The question of whether the Australian Government should subsidise the costs of dispensing the treatment has been asked at least as far back as the 1990s. Yet the government has so far resisted introducing any subsidy, saying that dispensing fees were a commercial decision for pharmacists. Both Fosbery and Ryan believe, however, that subsidy would actually be in the government’s favour, with the predicted savings far outweighing the cost.
The Penington Institute’s report, Chronic Unfairness: Equal treatment for addiction medicines, proposes a model where clients could obtain a monthly prescription to access OMT – similar to how diabetics access insulin treatment. Under this new model, the client would pay $38.30 a month, or just $6.20 with a Healthcare card. The report suggests the conservative cost to the government would be around $144 million a year, but argues this would be offset by reduced costs in justice and corrections, and healthcare costs such as hospital and mental health admissions. To put this into perspective, illicit drug abuse is estimated to cost Australia more than $8 billion a year.
Ryan sums it up: “It saves the government overall and saves Australia over all because of the reduced costs of crime, reduced hospital admissions … all of the trouble that is associated with addiction is actually reduced by good access to medication and assisted treatment.”
Meanwhile, new technologies can help to reduce the time associated with dispensing OMT, reducing the risk of pharmacists needing to increase the dispensing fee in the future.
“I’m a strong advocate for technology assisting the efficiency and accuracy of the dispensing and customer relationship process,” Fosbery says, who has dispensing robots in both of his pharmacies. “The robots are an amazing piece of technology which even the most technophobic of my employees are comfortable using.”
Fosbery also developed his own software, Easydose, to assist with OMT dispensing.
“There are two main excuses given by pharmacists for not taking on the OMT services. These are the potential for anti-social behaviour in store and the onerous amount of paperwork involved,” he explains. “Easydose was born out of the second issue, and takes care of the recording and reporting side of things beautifully. It is now registered in every state of Australia, a feat which has taken over two years as each state has its own rules and regulations.”

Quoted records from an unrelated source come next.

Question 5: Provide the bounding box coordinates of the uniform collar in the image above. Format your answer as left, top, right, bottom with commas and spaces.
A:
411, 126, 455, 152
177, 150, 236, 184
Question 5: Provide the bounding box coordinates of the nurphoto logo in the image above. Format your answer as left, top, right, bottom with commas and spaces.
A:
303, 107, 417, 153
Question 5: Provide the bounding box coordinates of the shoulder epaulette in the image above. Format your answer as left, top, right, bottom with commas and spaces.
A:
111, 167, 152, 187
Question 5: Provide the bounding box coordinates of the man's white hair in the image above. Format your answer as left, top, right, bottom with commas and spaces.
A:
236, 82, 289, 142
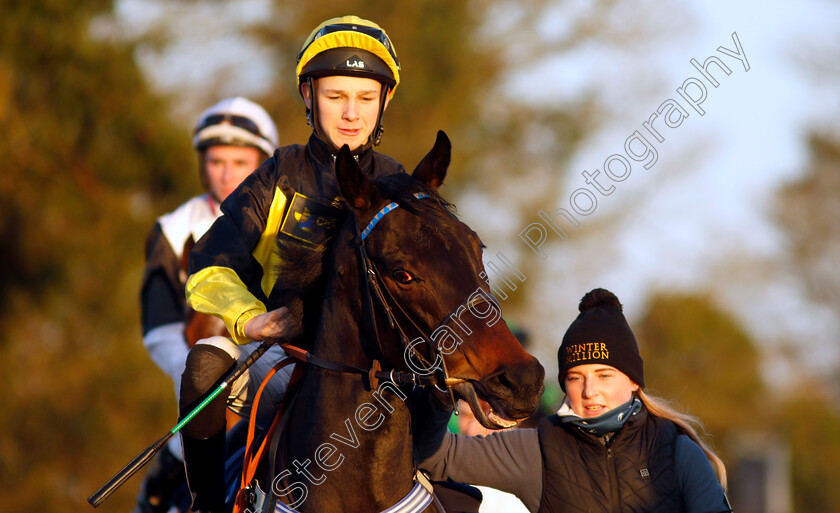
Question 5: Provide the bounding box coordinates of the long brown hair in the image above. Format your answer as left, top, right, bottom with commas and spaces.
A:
635, 388, 726, 492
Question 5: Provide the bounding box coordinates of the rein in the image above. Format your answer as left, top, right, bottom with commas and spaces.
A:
246, 193, 476, 513
356, 192, 466, 408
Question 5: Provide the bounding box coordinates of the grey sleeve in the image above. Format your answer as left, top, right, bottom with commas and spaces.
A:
420, 429, 542, 511
675, 435, 732, 513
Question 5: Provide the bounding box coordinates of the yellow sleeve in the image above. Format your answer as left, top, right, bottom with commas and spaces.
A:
186, 266, 266, 344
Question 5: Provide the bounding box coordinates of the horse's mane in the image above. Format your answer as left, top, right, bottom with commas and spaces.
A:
374, 173, 455, 214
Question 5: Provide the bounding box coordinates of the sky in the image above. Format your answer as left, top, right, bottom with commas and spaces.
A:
459, 1, 840, 381
117, 0, 840, 384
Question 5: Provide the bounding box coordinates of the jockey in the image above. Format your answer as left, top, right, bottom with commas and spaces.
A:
181, 16, 405, 512
137, 97, 277, 513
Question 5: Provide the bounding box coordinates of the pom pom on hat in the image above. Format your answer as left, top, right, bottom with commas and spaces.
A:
557, 288, 645, 391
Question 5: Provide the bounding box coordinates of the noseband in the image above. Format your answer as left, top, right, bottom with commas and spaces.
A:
356, 192, 487, 415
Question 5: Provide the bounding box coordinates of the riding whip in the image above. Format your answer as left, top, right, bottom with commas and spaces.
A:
88, 342, 273, 508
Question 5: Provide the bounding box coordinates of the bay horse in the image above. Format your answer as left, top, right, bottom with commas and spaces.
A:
248, 132, 544, 513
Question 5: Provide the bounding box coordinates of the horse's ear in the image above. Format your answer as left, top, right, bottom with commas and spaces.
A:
411, 130, 452, 189
335, 144, 374, 210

And as for the first issue?
“The anti-social aspect is usually controlled by laying clear behavioural expectations when a client joins us and then being respectful, open and firm but fair. Sometimes this means we must ask some to leave, but mostly we actually develop a really good relationship with them. After all, we see them almost every day,” says Fosbery.
“When all is said and done” he adds, “I’m a big advocate of the OMT scheme. We have to face the reality that drug addiction is a big problem in Australia. And as a pharmacist, I believe it is our role to deliver the best possible health outcomes for our community.”
OMT in Australia
Australia’s OMT program had its beginnings in a small clinic in western Sydney in 1970, where Dr Stella Dalton introduced the treatment as a way of helping people with heroin addictions. It wasn’t until 1985, however, that the program really gained ground. It was then that OMT was recognised as a potential major player in reducing the spread of HIV/AIDS, reducing risky behaviours such as needle sharing. It is now recognised as a successful public health initiative.
On a snapshot day in June 2015, more than 48,000 Australians were on a course of pharmacotherapy treatment for their opioid dependence. Of these, most were on a course of continuing treatment, with only a small percentage treated for readmission or new admission to the program.
Though it is possible to wean patients off OMT, total abstinence from drugs is not generally seen as the objective of the program. Rather, OMT is mostly approached as an ongoing stabilisation therapy, allowing clients to maintain a ‘normal’ life in the face of their addiction.